Synergistic enhancement of Cu2Se thermoelectric properties via Te and S co-doping: aqueous synthesis and cold-press sintering for power generation

Abstract

A series of materials, including Cu₂Se, Cu₂Se_0.96−xS_xTe_0.04 (x = 0.00, 0.01, 0.02, 0.03), and Cu_2−ySe_0.94S_0.02Te_0.04 (y = 0.00, 0.02, 0.04), were synthesized using aqueous solution processing at room temperature, followed by cold-press sintering under vacuum at 923 K for 6 hours.

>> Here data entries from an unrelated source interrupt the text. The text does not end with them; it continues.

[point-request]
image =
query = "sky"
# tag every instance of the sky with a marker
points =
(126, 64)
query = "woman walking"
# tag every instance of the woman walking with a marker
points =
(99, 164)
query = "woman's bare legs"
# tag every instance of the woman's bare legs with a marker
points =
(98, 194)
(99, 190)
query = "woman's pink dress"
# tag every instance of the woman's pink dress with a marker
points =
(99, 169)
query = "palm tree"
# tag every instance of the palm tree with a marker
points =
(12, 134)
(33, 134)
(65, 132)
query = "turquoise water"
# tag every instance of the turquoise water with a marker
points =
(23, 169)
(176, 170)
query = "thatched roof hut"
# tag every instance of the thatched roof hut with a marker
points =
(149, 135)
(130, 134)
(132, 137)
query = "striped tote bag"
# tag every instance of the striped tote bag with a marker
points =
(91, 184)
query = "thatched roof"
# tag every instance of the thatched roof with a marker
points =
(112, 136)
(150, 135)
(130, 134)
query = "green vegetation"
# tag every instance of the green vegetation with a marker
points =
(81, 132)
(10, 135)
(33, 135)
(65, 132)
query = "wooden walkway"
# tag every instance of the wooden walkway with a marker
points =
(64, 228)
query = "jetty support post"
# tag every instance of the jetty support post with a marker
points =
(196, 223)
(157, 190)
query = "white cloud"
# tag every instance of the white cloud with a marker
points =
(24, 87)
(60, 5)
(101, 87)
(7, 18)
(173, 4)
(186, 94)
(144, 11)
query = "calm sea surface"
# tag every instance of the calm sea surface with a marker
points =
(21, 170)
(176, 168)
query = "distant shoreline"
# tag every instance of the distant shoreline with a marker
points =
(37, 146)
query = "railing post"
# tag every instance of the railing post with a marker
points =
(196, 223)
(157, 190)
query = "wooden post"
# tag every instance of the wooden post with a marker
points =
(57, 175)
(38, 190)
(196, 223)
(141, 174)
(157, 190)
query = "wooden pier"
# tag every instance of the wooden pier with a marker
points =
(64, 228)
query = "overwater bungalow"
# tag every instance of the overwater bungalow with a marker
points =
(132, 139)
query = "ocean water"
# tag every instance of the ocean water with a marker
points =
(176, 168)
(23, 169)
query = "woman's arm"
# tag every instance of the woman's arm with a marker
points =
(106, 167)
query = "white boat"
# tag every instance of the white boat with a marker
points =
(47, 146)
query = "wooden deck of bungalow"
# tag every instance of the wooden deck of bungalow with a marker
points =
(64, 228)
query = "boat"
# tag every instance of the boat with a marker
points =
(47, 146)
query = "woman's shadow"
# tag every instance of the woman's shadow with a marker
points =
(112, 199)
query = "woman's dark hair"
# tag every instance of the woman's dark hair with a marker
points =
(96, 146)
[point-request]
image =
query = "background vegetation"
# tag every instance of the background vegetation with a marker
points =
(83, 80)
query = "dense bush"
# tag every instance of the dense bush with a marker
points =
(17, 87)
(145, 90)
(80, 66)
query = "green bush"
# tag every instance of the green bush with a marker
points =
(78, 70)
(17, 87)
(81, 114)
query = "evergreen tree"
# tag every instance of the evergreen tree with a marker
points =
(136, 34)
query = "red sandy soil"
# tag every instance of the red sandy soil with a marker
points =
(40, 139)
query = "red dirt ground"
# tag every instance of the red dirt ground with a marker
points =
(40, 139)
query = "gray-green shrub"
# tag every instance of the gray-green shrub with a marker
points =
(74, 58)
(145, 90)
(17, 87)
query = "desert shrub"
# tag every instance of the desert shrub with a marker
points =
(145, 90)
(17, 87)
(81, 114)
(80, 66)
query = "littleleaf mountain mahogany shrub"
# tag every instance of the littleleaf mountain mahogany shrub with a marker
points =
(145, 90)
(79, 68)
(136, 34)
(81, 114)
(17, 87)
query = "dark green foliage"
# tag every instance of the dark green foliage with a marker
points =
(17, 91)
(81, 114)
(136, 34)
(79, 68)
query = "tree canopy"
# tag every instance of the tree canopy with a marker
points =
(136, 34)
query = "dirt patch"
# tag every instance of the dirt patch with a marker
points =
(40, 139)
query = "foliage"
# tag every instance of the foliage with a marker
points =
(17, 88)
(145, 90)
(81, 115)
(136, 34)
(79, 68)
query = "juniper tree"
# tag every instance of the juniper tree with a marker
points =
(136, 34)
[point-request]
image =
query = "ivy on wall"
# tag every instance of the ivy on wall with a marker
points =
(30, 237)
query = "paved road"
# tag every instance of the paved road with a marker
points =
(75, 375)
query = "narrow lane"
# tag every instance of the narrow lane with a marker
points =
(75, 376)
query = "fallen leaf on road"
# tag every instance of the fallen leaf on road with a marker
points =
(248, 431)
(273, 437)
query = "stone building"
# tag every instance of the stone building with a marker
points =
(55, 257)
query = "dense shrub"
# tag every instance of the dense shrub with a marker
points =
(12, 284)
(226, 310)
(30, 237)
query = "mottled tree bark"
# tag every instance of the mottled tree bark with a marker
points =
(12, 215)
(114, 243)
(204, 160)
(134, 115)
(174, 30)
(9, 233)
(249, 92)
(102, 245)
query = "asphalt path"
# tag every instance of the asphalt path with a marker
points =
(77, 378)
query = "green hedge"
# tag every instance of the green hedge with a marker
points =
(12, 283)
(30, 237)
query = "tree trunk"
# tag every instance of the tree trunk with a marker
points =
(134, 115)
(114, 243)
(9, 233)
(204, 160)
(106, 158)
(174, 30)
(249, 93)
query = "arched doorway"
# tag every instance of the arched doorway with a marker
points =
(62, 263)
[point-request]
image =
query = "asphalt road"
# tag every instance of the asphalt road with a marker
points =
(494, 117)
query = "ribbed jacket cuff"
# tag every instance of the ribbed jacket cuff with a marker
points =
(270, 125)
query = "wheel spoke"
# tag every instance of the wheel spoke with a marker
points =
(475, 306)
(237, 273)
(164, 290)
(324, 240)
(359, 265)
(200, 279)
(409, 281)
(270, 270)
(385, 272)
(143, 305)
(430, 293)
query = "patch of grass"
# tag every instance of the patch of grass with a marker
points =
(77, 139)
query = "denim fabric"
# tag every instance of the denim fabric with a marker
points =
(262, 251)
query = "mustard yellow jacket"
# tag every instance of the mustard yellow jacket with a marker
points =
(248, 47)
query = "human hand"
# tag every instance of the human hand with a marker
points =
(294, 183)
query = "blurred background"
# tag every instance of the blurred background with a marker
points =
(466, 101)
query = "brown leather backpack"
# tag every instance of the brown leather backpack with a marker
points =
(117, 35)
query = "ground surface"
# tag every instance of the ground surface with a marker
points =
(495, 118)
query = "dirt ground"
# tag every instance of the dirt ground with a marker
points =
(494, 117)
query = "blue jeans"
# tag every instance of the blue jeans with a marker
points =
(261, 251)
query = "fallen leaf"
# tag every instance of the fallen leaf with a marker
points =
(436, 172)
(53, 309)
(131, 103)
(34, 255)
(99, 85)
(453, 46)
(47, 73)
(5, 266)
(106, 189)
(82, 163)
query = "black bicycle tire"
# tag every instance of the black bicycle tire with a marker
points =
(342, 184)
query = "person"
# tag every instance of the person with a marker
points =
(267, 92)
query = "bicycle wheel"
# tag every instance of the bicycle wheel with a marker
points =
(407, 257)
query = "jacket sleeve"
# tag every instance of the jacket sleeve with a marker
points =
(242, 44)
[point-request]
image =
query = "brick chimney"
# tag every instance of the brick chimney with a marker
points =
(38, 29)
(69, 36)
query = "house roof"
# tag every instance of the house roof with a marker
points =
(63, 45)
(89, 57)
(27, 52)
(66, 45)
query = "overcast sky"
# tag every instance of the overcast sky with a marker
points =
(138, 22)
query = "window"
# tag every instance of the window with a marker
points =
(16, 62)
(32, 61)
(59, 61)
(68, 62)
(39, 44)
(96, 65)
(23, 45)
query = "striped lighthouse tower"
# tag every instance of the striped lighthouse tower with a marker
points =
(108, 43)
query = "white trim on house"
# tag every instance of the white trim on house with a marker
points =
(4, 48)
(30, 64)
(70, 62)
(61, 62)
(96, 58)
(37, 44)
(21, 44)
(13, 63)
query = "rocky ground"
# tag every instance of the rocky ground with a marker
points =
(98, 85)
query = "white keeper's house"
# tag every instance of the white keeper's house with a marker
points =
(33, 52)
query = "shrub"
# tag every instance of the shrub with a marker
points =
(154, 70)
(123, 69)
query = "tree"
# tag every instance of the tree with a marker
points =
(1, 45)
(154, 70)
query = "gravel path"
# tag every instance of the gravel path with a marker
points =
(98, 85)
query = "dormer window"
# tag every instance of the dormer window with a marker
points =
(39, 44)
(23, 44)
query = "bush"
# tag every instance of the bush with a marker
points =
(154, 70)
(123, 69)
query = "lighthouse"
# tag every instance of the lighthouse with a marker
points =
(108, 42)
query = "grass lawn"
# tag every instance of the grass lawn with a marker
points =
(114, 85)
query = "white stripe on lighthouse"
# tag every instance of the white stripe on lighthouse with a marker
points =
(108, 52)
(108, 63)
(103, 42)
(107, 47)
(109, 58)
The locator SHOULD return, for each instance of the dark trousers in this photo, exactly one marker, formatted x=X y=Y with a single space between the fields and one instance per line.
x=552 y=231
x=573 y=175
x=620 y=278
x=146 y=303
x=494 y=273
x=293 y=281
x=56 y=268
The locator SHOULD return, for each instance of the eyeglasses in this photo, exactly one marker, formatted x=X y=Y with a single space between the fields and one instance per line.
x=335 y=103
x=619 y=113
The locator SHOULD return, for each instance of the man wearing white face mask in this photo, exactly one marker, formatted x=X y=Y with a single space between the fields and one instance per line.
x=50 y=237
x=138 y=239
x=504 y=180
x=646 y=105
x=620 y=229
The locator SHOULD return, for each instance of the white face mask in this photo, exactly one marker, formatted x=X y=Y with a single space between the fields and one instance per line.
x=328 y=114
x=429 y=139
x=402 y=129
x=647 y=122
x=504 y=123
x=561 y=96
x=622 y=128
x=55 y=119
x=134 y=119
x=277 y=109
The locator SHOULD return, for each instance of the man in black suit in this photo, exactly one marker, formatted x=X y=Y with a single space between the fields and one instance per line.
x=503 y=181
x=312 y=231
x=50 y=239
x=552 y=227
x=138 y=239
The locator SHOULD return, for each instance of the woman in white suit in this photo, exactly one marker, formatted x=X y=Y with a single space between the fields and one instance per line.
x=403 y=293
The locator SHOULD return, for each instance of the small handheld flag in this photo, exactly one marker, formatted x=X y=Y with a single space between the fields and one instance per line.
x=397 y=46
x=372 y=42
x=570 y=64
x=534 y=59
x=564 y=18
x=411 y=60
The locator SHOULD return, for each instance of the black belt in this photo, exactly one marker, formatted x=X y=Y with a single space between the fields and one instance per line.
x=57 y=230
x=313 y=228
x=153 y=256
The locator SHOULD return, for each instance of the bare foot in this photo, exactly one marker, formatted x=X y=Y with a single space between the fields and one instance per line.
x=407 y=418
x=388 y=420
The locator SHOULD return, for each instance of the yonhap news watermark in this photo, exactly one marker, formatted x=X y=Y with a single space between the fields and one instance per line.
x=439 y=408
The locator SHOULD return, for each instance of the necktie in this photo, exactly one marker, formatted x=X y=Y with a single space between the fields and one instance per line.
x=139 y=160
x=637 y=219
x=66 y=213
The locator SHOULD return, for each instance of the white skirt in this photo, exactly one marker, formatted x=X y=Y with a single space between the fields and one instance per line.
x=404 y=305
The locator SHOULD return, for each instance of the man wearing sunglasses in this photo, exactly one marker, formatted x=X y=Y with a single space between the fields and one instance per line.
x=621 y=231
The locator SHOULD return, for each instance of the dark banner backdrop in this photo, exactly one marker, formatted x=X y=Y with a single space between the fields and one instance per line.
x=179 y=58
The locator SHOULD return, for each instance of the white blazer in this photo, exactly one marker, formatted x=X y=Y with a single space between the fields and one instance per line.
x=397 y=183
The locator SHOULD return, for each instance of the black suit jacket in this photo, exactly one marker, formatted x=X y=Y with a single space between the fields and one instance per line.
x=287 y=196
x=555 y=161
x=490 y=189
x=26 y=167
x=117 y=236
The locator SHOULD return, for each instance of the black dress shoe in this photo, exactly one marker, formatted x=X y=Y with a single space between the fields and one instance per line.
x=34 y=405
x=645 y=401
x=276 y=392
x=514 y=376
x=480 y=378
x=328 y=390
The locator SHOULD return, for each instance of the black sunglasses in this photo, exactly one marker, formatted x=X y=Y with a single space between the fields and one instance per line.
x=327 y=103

The samples were extensively characterized by X-ray diffraction and evaluated for their electronic and thermal transport properties. Sulfur doping in Cu₂Se_0.96−xS_xTe_0.04 simultaneously reduces electrical resistivity and thermal conductivity. The composition Cu₂Se_0.96−xS_xTe_0.04 with x = 0.02 exhibits the zT of 1.54 at 915 K and the highest average zT of 1.34 between 750 K and 915 K, a 27.62% improvement over Cu₂Se_0.96−xS_xTe_0.04. In the Cu_2−ySe_0.94S_0.02Te_0.04 series, copper deficiency increases thermal conductivity, leading to a decrease in zT, despite an improved power factor. The sample Cu_1.96Se_0.94S_0.02Te_0.04 achieves the highest power factor of 10.64 μW cm⁻¹ K⁻², a 5% increase compared to Cu₂Se_0.94S_0.02Te_0.04. To assess the practical potential of these materials, a thermoelectric generator (TEG) with eight pairs of p-leg Cu₂Se_0.94S_0.02Te_0.04 and n-leg Cu_0.7Ni_0.3 was constructed. The TEG delivers a maximum output voltage of 0.127 V and a peak output power of 21.86 μW at a temperature difference (ΔT) of 120 K. Maximum efficiencies of the p-leg, n-leg, and TEG were 2.0%, 2.25%, and 2.07%, respectively, at ΔT = 120 K and a hot-side temperature of 413 K. These results highlight the potential of the synthesized materials for practical thermoelectric applications.